I remember one of the characters in Zelazny's time travel book "Roadmarks" was always carrying a box of rifles in case he found the exit to Thermopylae where he intended to arm the Spartans. It's always been a theme. I'm more jazzed for the film knowing that VDH has given it a stamp of approval.

2 comments:

Nylarthotep said...

I heard about he movie at Crooked Timber with a typically liberal invective against Miller and Hanson.

http://crookedtimber.org/2006/10/05/when-boyhoods-fire-was-in-my-blood-i-read-of-ancient-freemen/

CT can be interesting at times but they are just the usual bore with this one. Just read the comments.

Granted said...

Damn, I guess, in addition to being overly emotional & penis-free, you need to have a gross misunderstanding of history to be a lib. For example, instead of seeing Thermopylae as the rear-guard action that bought Greece time to get it's army together, these guys saw "Well, but of course the REAL lesson of Thermopylae is something like: “No amount of heroic posturing can redeem tactical folly; don’t leave an unguarded pathway leading to the rear of your impregnable position.”

The Spartans lost." Hmmm. Am I wrong or were several thousand Thespans sent to guard the pass, but ran when the Persians showed up? So, unguarded, heroic posturting, or a thought out sacrifice of a few warriors to buy time for the many, hence the heroic aspects of the battle. And the delay allowed the army to form & win the battle of Salamis, not to mention putting a bit of fear in the Persians.

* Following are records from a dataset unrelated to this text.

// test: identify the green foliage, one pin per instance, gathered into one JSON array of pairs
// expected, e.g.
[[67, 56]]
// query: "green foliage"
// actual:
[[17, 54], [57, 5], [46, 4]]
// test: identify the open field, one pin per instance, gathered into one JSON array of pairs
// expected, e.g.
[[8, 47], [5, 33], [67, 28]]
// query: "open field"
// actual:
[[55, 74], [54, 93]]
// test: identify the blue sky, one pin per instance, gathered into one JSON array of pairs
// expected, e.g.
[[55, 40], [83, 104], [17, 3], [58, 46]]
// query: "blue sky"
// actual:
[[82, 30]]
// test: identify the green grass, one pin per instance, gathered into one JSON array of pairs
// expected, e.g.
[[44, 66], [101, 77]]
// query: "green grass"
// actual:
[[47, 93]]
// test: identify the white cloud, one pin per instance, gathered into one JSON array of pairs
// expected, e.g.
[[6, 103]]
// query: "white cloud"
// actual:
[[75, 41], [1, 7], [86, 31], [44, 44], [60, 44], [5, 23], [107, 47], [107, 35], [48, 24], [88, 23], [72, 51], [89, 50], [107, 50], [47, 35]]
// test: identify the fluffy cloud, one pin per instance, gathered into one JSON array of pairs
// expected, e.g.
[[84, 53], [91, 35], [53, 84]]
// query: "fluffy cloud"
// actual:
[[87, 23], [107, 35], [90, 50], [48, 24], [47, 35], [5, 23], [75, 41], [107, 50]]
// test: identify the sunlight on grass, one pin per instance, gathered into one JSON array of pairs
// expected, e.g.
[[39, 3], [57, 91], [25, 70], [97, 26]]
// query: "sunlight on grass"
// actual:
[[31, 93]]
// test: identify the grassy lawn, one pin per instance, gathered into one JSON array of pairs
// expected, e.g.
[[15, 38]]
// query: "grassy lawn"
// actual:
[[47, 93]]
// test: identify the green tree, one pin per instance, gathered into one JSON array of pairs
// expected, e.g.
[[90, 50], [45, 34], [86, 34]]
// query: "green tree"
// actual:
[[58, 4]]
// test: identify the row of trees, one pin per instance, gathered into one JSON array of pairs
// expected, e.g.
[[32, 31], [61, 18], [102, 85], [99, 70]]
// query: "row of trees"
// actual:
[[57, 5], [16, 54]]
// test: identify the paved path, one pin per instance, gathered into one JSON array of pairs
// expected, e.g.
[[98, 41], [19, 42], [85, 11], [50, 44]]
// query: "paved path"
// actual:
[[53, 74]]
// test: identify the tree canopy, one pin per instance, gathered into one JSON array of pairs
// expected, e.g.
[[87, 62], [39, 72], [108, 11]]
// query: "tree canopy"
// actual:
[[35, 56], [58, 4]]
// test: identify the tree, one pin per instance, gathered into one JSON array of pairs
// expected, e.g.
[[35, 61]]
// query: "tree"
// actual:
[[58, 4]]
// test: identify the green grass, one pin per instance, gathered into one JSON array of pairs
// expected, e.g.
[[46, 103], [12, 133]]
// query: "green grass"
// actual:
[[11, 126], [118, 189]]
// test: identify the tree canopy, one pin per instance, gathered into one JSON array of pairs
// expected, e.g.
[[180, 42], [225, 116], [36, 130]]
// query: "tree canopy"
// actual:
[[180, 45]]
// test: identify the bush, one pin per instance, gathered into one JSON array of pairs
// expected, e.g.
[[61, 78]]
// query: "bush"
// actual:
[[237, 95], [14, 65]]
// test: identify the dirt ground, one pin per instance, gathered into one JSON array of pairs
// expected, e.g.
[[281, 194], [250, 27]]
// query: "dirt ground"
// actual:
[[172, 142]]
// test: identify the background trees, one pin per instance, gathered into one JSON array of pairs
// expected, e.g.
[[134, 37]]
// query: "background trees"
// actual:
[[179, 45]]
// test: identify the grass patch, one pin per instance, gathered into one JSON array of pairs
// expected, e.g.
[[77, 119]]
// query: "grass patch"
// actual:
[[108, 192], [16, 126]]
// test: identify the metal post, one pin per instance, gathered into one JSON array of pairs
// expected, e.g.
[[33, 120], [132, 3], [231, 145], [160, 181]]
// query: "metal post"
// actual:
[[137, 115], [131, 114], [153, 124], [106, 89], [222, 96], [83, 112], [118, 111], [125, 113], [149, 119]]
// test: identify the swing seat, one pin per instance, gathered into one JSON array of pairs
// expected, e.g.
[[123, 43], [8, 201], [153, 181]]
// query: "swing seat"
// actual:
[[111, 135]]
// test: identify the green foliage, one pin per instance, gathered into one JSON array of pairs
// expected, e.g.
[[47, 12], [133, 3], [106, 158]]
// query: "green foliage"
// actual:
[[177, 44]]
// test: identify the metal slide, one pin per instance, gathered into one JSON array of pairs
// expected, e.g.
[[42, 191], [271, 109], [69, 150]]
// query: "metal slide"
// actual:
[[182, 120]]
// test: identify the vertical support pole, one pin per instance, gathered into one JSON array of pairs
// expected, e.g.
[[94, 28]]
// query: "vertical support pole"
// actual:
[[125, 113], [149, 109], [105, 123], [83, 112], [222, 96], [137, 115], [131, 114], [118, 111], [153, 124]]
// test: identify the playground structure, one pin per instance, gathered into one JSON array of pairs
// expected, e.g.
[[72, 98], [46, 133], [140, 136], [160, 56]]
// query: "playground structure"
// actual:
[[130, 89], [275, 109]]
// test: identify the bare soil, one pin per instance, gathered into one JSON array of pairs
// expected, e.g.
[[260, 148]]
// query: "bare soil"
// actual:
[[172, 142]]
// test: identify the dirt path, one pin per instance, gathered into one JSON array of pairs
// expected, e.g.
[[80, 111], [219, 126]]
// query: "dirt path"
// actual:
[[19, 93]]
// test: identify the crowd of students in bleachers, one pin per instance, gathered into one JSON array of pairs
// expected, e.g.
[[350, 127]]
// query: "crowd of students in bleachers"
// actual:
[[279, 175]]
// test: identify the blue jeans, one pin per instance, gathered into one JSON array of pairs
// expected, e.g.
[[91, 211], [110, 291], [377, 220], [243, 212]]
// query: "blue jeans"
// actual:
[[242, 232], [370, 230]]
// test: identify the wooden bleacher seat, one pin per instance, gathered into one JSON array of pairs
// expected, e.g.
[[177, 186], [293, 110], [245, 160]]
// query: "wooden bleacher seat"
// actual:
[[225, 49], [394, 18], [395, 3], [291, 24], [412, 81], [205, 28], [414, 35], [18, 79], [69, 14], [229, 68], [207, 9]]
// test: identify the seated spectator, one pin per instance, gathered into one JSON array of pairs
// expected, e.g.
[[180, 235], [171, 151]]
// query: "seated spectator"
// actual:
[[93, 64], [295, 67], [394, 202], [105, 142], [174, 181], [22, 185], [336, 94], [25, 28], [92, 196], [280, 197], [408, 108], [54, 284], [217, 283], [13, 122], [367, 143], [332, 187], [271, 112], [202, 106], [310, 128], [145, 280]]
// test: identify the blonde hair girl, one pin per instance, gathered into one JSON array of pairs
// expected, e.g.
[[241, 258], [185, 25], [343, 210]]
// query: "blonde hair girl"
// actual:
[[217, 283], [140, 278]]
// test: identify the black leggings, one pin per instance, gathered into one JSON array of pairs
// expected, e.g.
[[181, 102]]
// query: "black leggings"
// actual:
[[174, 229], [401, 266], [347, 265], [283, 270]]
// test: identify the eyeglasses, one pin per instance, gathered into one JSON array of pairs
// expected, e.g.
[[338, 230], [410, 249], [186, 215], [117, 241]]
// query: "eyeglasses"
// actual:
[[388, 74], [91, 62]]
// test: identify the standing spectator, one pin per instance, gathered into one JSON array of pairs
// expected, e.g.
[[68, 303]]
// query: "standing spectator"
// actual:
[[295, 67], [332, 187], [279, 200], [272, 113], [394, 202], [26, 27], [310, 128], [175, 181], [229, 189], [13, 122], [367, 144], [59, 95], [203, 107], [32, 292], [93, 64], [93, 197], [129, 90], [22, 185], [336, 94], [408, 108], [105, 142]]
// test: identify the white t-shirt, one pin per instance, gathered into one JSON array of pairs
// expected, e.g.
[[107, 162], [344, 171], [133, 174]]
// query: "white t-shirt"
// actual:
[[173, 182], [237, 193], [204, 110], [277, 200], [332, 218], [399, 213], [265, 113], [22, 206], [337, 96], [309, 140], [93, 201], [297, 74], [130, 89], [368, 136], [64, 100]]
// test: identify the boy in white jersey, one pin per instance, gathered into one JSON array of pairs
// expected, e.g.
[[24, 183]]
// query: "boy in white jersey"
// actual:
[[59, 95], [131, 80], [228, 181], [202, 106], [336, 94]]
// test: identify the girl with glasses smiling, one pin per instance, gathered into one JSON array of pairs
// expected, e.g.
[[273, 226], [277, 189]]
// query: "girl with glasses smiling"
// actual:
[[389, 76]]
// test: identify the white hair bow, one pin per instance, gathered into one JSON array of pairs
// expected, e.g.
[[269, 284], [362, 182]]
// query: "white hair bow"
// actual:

The other part that all these geniuses (cough, cough) keep coming up with is, "Oh, the Greeks weren't free, they had slaves and an empire," completely unable to see that the foundations of what they consider their oh so enlightened point of view came out of Greek philosophies, not Persian ones.

And then the ass complaining about the movie "Zulu" clearly not realizing what a pathetic "victory" it was since an entire column had been wiped out the day before at Islandlwana.

Fuck nuts.

Except that guy near the end named "trueliberal" who sets everyone else right, not that they noticed. I have to say, I don't live on the same planet as these guys.